From the book to the podcast by Sabrina Efionayi
A podcast has also arrived in these days that gives voice to the protagonists of Addio, a domani. It’s called History of My Name, to stay on the subject of letting go of anonymity, and is produced by Spotify and Chora Media. “Efionayi is the surname of the man who accompanied my mother to the hospital when she gave birth and who pretended to be my father to allow me to have the documents, since my father did not show up,” says Efionayi anticipating some details of a story certainly out of the ordinary. “Sabrina, on the other hand, is the name of the daughter of the woman who put my mother Gladys on the street, a little girl who was then about ten years old. I think my mother wanted to sweeten this woman, her madame, a bit, since she was strongly opposed to my birth.”
Is there second generation literature?
In Italy Efionayi says she follows writers such as Igiaba Scego and Oiza QueensDay Obasuyi “who write colonial history from the point of view of a black person” or Abdou Diouf, who she defines as “an immense person”. And, on the contents of the literature created by writers of foreign origin, she notes the progress in various directions, which is also its strength. «Writing for me travels on a double track, personal and intimate, that on one hand concerns my path of growth and on the other hand is writing as a dissemination» explains the author.
You have to tell stories that can make people feel uncomfortable, because when you’re uncomfortable you decide to get up and do something.
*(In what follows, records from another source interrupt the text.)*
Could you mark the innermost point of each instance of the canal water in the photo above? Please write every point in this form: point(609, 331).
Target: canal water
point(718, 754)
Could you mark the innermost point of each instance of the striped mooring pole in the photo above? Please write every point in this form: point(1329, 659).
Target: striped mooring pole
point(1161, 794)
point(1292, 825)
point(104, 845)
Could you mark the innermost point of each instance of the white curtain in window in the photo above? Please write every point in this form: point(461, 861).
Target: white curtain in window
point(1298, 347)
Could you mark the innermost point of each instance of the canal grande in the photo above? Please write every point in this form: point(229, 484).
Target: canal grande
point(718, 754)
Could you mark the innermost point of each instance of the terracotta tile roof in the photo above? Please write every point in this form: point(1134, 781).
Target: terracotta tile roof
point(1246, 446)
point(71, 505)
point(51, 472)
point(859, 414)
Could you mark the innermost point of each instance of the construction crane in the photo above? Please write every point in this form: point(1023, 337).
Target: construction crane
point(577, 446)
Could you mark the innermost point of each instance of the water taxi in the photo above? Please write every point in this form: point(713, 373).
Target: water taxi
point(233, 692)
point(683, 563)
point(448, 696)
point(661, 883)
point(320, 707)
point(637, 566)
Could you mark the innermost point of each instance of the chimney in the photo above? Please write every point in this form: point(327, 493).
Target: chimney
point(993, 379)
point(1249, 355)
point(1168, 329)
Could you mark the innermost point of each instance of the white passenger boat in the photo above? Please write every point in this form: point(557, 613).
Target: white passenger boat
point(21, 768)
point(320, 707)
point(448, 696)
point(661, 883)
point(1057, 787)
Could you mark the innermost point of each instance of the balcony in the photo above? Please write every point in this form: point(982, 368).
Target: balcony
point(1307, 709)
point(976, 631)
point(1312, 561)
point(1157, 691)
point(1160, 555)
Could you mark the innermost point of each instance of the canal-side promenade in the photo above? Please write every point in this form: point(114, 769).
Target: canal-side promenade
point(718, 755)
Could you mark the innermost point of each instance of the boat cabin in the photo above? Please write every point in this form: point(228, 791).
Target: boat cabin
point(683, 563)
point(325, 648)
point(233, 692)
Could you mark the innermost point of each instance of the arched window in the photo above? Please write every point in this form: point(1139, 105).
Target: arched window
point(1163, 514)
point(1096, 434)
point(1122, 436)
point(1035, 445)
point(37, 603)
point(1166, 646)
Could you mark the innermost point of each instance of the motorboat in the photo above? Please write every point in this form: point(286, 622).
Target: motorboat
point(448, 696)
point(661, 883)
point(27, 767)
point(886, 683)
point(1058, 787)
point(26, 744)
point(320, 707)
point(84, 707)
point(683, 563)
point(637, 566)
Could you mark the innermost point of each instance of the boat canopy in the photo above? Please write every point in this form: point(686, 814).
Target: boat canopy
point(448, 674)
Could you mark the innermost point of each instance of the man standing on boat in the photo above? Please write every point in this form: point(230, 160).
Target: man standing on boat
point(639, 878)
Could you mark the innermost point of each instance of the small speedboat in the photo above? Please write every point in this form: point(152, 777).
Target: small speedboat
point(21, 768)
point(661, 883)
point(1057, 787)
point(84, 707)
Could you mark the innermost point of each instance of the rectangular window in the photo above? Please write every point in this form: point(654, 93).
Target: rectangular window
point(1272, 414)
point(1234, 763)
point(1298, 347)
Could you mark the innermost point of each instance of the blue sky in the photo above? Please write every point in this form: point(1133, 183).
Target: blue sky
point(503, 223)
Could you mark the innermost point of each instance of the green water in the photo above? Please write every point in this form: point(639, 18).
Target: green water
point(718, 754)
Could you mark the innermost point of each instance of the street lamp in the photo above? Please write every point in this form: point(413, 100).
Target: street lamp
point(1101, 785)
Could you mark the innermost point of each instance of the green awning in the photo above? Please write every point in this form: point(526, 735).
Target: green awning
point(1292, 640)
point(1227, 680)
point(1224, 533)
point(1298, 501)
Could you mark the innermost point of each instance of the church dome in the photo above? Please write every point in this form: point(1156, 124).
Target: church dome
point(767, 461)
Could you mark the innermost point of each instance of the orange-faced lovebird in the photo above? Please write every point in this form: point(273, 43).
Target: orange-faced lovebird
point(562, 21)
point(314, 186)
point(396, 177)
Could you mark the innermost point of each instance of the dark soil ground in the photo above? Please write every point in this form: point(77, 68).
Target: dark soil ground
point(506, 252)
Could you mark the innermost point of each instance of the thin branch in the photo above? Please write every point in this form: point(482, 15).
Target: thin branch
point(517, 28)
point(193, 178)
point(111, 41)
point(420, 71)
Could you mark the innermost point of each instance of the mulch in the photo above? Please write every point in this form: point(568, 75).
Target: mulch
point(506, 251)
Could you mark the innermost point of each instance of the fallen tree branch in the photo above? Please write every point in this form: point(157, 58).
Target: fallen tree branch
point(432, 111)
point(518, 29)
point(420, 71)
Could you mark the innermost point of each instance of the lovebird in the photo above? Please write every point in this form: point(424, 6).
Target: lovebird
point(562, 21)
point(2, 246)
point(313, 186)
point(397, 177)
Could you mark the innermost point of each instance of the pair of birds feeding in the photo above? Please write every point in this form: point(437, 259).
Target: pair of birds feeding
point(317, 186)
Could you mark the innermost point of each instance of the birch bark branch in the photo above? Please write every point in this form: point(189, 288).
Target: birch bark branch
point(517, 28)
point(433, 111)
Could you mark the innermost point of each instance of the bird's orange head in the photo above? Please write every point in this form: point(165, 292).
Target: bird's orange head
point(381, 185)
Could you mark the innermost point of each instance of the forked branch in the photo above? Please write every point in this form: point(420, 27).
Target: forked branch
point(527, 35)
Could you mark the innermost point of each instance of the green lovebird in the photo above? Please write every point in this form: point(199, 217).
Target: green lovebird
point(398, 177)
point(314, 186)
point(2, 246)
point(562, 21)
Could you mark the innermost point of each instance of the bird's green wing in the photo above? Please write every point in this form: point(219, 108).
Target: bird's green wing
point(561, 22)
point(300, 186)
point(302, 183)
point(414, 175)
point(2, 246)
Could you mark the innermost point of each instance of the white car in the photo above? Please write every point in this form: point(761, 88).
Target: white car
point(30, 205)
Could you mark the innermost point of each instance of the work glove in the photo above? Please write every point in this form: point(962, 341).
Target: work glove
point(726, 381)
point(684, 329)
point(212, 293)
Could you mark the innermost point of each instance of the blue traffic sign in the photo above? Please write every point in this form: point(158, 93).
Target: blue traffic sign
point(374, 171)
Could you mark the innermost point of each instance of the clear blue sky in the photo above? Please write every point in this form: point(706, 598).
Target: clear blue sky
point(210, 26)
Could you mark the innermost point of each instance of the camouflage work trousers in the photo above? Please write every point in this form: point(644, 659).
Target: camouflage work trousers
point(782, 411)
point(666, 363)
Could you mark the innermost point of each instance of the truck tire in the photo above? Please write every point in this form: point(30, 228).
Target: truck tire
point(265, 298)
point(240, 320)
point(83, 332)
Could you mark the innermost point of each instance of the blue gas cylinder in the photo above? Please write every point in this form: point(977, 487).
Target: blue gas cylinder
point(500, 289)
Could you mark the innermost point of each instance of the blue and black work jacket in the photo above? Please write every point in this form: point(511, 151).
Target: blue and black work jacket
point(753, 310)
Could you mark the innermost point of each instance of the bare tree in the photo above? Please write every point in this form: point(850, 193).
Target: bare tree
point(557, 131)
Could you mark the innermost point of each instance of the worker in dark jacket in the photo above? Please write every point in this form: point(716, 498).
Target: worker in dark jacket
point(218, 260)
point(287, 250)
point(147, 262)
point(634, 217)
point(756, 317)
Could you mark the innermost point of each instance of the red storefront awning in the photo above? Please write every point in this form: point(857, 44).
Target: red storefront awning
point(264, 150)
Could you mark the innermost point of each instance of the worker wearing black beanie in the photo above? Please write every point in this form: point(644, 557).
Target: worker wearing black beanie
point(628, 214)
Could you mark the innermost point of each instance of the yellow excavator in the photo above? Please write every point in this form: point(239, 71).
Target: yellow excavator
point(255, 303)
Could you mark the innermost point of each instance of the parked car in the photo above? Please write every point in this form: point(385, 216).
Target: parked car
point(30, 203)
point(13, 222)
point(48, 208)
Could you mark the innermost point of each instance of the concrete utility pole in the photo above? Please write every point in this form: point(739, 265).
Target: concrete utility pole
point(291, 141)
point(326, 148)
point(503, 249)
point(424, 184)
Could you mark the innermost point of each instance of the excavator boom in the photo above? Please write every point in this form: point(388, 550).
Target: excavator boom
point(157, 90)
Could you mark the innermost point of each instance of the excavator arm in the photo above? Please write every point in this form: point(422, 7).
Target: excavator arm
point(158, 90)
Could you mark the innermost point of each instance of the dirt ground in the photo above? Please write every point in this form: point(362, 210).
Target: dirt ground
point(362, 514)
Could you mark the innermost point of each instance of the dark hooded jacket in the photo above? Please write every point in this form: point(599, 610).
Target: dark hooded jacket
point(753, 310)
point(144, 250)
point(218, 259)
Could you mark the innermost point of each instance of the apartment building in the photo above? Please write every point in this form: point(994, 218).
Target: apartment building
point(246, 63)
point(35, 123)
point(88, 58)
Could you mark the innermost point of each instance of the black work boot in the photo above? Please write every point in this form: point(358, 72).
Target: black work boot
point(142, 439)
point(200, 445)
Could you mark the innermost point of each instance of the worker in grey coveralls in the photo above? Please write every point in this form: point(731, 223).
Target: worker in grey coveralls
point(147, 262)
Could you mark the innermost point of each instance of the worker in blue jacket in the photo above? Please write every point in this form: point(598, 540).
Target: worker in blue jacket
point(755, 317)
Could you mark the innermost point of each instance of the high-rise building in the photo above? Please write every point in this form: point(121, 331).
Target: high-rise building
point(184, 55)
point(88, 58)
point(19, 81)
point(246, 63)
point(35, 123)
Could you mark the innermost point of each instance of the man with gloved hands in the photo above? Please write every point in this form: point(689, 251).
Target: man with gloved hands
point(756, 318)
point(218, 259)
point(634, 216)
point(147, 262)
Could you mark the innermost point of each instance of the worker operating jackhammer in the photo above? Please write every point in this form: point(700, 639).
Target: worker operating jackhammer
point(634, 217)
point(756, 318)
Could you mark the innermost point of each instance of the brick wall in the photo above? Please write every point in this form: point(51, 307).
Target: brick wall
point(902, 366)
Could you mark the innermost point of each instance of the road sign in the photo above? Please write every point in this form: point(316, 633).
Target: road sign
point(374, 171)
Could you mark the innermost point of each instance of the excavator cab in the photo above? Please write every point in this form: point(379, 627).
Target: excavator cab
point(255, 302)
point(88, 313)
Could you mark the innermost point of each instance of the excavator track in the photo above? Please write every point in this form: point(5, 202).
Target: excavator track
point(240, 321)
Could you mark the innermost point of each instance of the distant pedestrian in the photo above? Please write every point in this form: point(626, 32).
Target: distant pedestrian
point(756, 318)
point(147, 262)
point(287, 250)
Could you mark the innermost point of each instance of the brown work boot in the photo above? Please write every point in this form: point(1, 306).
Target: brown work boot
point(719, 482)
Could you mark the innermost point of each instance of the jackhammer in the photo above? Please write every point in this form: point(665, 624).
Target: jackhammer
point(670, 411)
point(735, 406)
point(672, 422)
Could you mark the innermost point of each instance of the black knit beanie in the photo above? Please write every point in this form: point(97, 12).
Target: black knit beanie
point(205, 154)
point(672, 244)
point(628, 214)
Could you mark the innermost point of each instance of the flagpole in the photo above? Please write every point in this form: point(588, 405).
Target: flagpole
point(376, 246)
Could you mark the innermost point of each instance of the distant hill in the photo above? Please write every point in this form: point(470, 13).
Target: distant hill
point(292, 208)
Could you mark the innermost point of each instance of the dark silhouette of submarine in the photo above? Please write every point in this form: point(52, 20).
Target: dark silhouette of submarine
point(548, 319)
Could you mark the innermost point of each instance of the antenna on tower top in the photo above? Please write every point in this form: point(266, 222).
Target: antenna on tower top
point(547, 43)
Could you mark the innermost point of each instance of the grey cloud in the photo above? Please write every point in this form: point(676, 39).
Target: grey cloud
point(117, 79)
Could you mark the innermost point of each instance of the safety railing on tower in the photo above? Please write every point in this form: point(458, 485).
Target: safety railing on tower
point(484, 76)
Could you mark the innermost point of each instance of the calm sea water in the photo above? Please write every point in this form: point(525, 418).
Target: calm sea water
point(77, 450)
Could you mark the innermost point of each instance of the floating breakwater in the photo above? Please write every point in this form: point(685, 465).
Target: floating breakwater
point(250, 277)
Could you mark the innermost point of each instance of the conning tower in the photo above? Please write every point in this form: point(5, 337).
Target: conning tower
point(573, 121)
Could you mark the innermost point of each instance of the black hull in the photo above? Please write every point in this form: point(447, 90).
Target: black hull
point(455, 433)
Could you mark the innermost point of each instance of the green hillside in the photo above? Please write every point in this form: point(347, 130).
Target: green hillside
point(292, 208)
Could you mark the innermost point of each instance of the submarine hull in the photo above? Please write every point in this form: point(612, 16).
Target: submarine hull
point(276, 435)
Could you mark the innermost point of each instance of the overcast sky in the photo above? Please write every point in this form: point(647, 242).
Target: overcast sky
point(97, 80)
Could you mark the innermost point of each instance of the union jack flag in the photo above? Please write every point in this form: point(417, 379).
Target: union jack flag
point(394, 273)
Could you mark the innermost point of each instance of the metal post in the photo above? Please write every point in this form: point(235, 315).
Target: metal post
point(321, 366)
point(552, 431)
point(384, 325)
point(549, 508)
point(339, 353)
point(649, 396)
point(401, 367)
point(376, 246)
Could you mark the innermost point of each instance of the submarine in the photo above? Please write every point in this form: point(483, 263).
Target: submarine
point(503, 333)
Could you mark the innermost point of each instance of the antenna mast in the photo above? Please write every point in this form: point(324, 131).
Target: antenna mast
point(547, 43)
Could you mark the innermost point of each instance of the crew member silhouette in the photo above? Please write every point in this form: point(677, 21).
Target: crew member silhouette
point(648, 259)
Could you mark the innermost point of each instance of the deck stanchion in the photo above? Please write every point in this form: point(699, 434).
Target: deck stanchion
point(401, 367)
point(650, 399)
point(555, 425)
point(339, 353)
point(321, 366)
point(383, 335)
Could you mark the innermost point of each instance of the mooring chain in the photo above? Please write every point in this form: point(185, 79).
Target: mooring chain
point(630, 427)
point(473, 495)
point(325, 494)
It is important to recognize the right of us second-generation children not only to speak but to do so in the way we think is right. We must not allow others to speak for us, we must do it in the first person
When we touch on the topic of definitions, which have been at the center of so many hotly-contested debates of the Black Lives Matter movements, according to Sabrina Efionayi terms like postcolonial make sense up to a point. “We must not forget what has happened historically, but we must also free black bodies from a certain type of colonial language. By now this generation has started all over again compared to the past and we are already living in a phase projected into the future». And it is precisely from here that future writers should start, to whom Efionayi suggests to “choose a story, guard it and fight for it without allowing anyone to criticize the reasons for which it was chosen”.